Here are eight quotes that I’ve noted in reading May Sarton’s works:

These are the great days when clarity comes back to the air and all is a radiant suspense before the first leaf falls. Autumn is on the threshold, but for a week or two we have the best of everything. A still center before the wheel turns.
Recovering: A Journal 1978-1979

Loneliness is the poverty of self;
Solitude is the richness of self.
Mrs. Stevens Hears the Mermaids Singing

There the door is always open into the ‘holy’ – growth, birth, death. Every flower holds the whole mystery in its short cycle, and in the garden we are never far away from death, the fertilizing, good, creative death.
Journal of a Solitude

One thing is certain, and I have always known it – the joys of my life have nothing to do with age. They do not change. Flowers, the morning and evening light, music, poetry, silence, the goldfinches darting about…
At Seventy: A Journal

Journal Solitude SartonAll the way down I had been in a state of great praise for trees wondering … how I could ever live without them, thinking of their comfort, how they nourish and sustain us with their beauty and coolness, their steadfastness, the fact that they will outlive those who plant them. And I understood why old men plant trees.
House by the Sea

When I said that all poems are love poems, I meant that the motor power, the electric current is love of one kind or another. The subject may be something quite impersonal.
Mrs. Stevens Hears the Mermaids Singing

I can cast out the wrong idea of fidelity and understand that in the end one cannot be faithful in the true life-giving sense if it means being unfaithful to oneself.
Recovering: A Journal 1978-1979

It is only when we can believe that we are creating the soul that life has any meaning, but when we can believe it – and I do and always have – then there is nothing we do that is without meaning and nothing that we suffer that does not hold the seed of creation in it.
Journal of a Solitude

As far as I can see from here almost everyone I know is trying to do the impossible every day.

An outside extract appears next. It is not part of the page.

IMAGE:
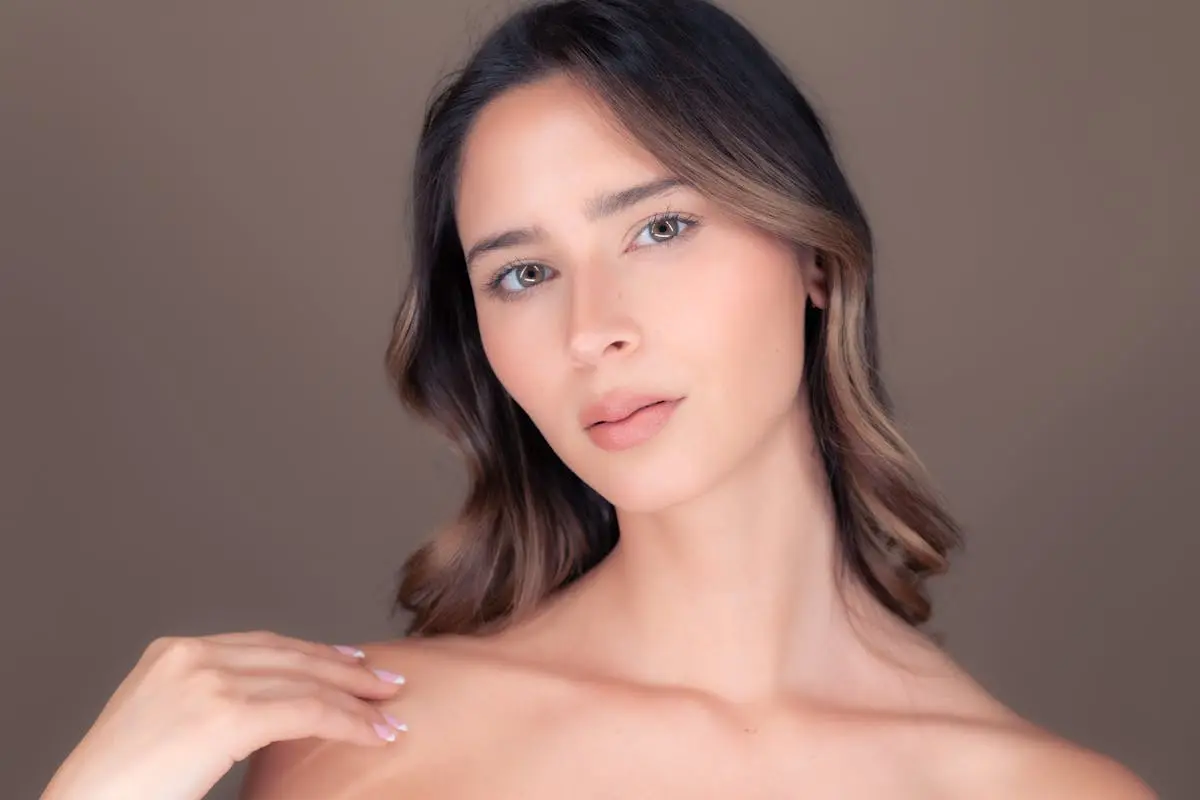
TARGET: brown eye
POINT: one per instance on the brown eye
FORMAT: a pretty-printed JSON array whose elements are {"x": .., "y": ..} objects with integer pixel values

All mothers, all writers, all artists of every kind every human being who has work to do and still wants to stay human and to be responsive to another human being’s needs, joys, and sorrows. There is never enough time and that’s the rub. In my case every choice I make means depriving someone. I write one letter and have to push another aside. I go away for a few days to see a friend, and lose the thread of the journal…I live in a perpetual state of guilt about the “undone”. Probably everyone does?